Monday, May 06, 2013

Lesson from the Humanities

Literature provides myriad examples of people and cultures at war or in fights, often to the death.  It's pretty clear from most of these examples that people are capable of great hatred, cruelty, and violence.  In literature, those are pretty common and, for want of a better word, acceptable.  We don't think less of epic characters for thoroughly killing their enemies.

That changes the moment the enemy is dead, however.  At that point, we see a split.

There are characters in literature who, once the enemy is dead, stop and allow whatever funerary rites are culturally appropriate, either doing these rites themselves, or allowing the dead characters family or people to perform them.  Consider, for example, Hal in 1 Henry IV, treating Hotspur's dead body with respect.  It's one sign that Hal has what it takes to be a real king (in an age of violence).  Compare that to the ways people on stage react to the reported mutilation of the bodies of the English by the Welsh women at the beginning of the play.  Think then of how vile Falstaff becomes in the moment when he mutilates Hotspur's body by wounding him in the thigh.

Or think of the beginning of "The Knight's Tale," when the mourning widows stop Theseus mid-march and ask him to make Creon allow them to bury their dead properly.  Theseus immediately goes to war and defeats Creon.

These examples are from earlier English lit, of course, but world lit is full of examples: one of the basic lessons from the humanities is that you treat the dead, even of your greatest enemy, with care and respect.

So when I read about the resistance to burying the body of Tamerlan Tsarnaev, I think about how little we (as a culture) have learned one of the basic lessons of the humanities.  (Here's a link to the Washington Post article.  In contrast, the funeral director who's taking care of the body, and his uncle  who washed and wrapped the body, these people have somehow learned that lesson.

It's not just ancient history that teaches this lesson, either.  US people get rightly mad when our dead are dragged behind trucks or mutilated, too.

I wonder when we in the US became so out of touch with basic humanity?


  1. It's really not all of us.
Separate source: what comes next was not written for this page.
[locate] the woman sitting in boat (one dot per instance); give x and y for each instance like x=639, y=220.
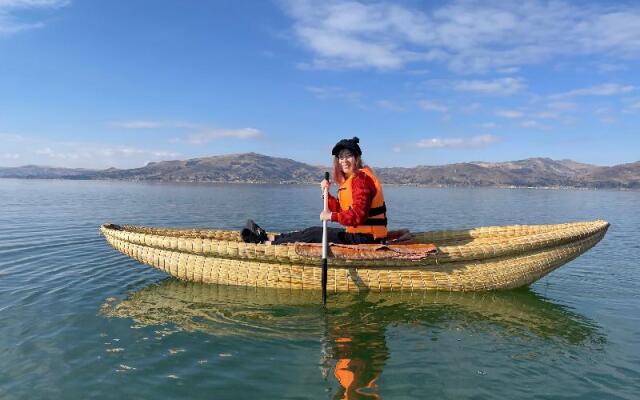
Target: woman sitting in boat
x=360, y=205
I find it some comfort to remember that it's a small (and noisy) minority that is saying all these horrible and vile things.
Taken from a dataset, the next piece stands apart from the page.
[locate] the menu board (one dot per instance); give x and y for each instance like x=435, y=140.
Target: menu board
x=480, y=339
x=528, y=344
    Sadly, that minority did elect a horrible administration that ruled our country for eight years, and those eight years have left a lasting legacy. So I don't know how much comfort that is.

  2. Anonymous10:12 AM

    I wish I was teaching Antigone this semester.

  3. Oh, I was just thinking the same thing when I saw that story. Respect for the dead is one of the basic principles of human society.